]> git.ipfire.org Git - thirdparty/paperless-ngx.git/commitdiff
Fix: Rework system check so it won't crash if tesseract is not found (#7640)
authorTrenton H <797416+stumpylog@users.noreply.github.com>
Sun, 8 Sep 2024 19:17:32 +0000 (12:17 -0700)
committerGitHub <noreply@github.com>
Sun, 8 Sep 2024 19:17:32 +0000 (12:17 -0700)
src/paperless/checks.py
src/paperless_tesseract/checks.py

index 4ba322666b43324c63060ea7a9b6fd5f787ebab0..150fcb201125d8d3b9a23e925e7728bd29725fa9 100644 (file)
@@ -78,7 +78,7 @@ def binaries_check(app_configs, **kwargs):
     error = "Paperless can't find {}. Without it, consumption is impossible."
     hint = "Either it's not in your ${PATH} or it's not installed."
 
-    binaries = (settings.CONVERT_BINARY, "tesseract")
+    binaries = (settings.CONVERT_BINARY, "tesseract", "gs")
 
     check_messages = []
     for binary in binaries:
index 82d2550051f70a6cd7b65b4598c3295cf22fd133..0d7a1d90d26ed5759b7d2b1801e055d87b43e665 100644 (file)
@@ -21,26 +21,32 @@ def get_tesseract_langs():
 
 @register()
 def check_default_language_available(app_configs, **kwargs):
-    installed_langs = get_tesseract_langs()
+    errs = []
 
     if not settings.OCR_LANGUAGE:
-        return [
+        errs.append(
             Warning(
                 "No OCR language has been specified with PAPERLESS_OCR_LANGUAGE. "
                 "This means that tesseract will fallback to english.",
             ),
-        ]
-
-    specified_langs = settings.OCR_LANGUAGE.split("+")
-
-    for lang in specified_langs:
-        if lang not in installed_langs:
-            return [
-                Error(
-                    f"The selected ocr language {lang} is "
-                    f"not installed. Paperless cannot OCR your documents "
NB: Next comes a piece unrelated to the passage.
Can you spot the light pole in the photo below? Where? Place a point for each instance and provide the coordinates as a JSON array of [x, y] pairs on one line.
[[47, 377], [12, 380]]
-                    f"without it. Please fix PAPERLESS_OCR_LANGUAGE.",
-                ),
-            ]
-
-    return []
+        )
+        return errs
+
+    # binaries_check in paperless will check and report if this doesn't exist
+    # So skip trying to do anything here and let that handle missing binaries
+    if shutil.which("tesseract") is not None:
+        installed_langs = get_tesseract_langs()
+
+        specified_langs = [x.strip() for x in settings.OCR_LANGUAGE.split("+")]
+
+        for lang in specified_langs:
+            if lang not in installed_langs:
+                errs.append(
+                    Error(
+                        f"The selected ocr language {lang} is "
+                        f"not installed. Paperless cannot OCR your documents "
+                        f"without it. Please fix PAPERLESS_OCR_LANGUAGE.",
+                    ),
+                )
+
+    return errs